Anatomia di un presagio

È un uomo in ombra. È l'ombra di un uomo. Ma esiste. C'è! Come Dio sulle autostrade. O, come Dio, tanto l'ho immaginato e demonizzato, che ho finito col farlo esistere veramente. Comunque è lì, da qualche parte: dietro una finestra, un edificio, qualcosa... E mi guarda, mi segue, mi osserva, mi spia. Sa chi sono, perché sono qui...
È successo questa notte, quando il sogno un'altra volta si è arreso ai miei tornanti e, virando le sue braccia di paesaggi intrusi, ha sguainato la lingua assorbendo fiotti di saliva e di presagi.
Io ero immobile. Il mio corpo lucido, patinato, trasformato in una raccolta di Playman, prigioniero sopra lo scaffale di una libreria d'antiquariato, nascosto tra il terzo e il quarto volume dell'Enciclopedia Britannica e, sopra, occultato da decine e decine di mucchietti della Selezione Reader's Digest.

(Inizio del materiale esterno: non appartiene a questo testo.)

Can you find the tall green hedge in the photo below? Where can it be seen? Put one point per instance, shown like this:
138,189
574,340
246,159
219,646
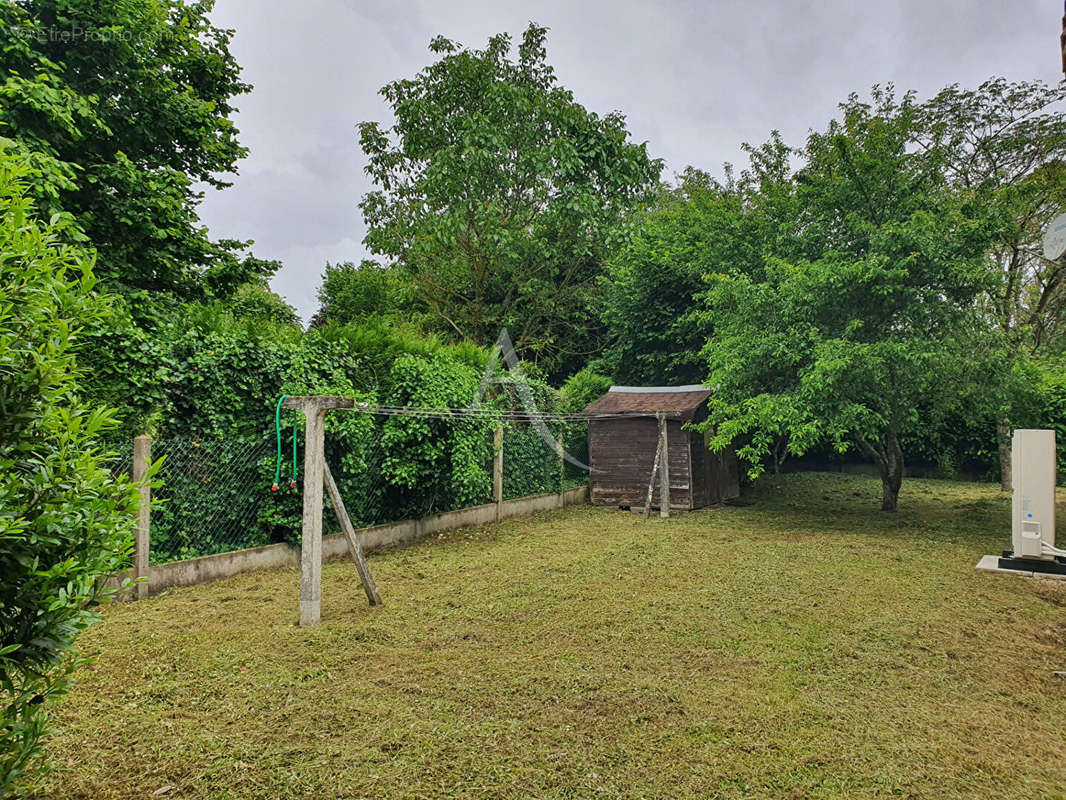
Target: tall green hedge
64,521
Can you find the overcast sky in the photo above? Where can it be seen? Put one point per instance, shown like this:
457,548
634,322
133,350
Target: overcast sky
694,80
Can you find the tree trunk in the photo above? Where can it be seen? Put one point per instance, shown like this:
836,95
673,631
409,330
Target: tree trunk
780,452
891,474
1003,436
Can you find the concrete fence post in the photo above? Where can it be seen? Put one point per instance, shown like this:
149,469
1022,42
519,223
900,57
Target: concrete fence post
562,468
664,470
142,460
498,469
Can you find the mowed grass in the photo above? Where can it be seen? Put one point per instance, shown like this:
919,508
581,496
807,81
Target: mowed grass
805,645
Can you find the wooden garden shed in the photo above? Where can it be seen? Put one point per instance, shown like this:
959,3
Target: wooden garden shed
622,449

Lui camminava nervoso avanti e indietro. Guardava continuamente il telefono come se aspettasse la chiamata di qualcuno poi, di tanto in tanto, mi estraeva dalla mensola e, sfogliandomi le pagine d'epidermide sinuosa, scendeva con le dita a governare la turgidità del sesso. Poi il telefono ha squillato. Lui si è precipitato.

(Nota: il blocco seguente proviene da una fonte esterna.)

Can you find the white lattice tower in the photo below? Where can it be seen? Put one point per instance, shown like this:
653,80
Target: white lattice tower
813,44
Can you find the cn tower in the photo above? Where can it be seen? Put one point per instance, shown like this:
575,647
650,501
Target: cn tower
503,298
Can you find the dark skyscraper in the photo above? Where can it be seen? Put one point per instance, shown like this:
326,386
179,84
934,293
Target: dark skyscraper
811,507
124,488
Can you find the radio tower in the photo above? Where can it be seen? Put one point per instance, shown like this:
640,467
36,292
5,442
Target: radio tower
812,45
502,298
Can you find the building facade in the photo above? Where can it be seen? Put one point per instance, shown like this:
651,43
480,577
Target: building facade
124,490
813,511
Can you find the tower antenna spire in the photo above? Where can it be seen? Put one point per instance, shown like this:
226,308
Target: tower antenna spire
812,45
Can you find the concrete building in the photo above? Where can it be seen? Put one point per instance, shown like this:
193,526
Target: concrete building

"Finalmente," ha detto. "Certo, certo, lo faccia passare.". E proprio in quell'istante ho varcato la soglia, sfoggiando sembianze decisamente più umane -anche se alcune pose osé, durante il presumibile trasporto, mi erano rimaste incollate creandomi un vestiario inusuale: un po' Moschino, un po' Kenzo.
Dentro, il grigio sovrastava e, nella penombra, si mischiava con il nero dettando forme e regole ai contorni delle tenebre.
"Ivano Mimosa?".
La voce greve e celata, ma da qualche parte doveva pur arrivare.
"Eccomi," ho detto, gettando gli occhi verso il baluginìo del suono, cercando di focalizzarne il viso, aspettando che le pupille si dilatassero adattandosi all'assenza della luce.
"Avanti. Entri. Non la mangia mica nessuno.".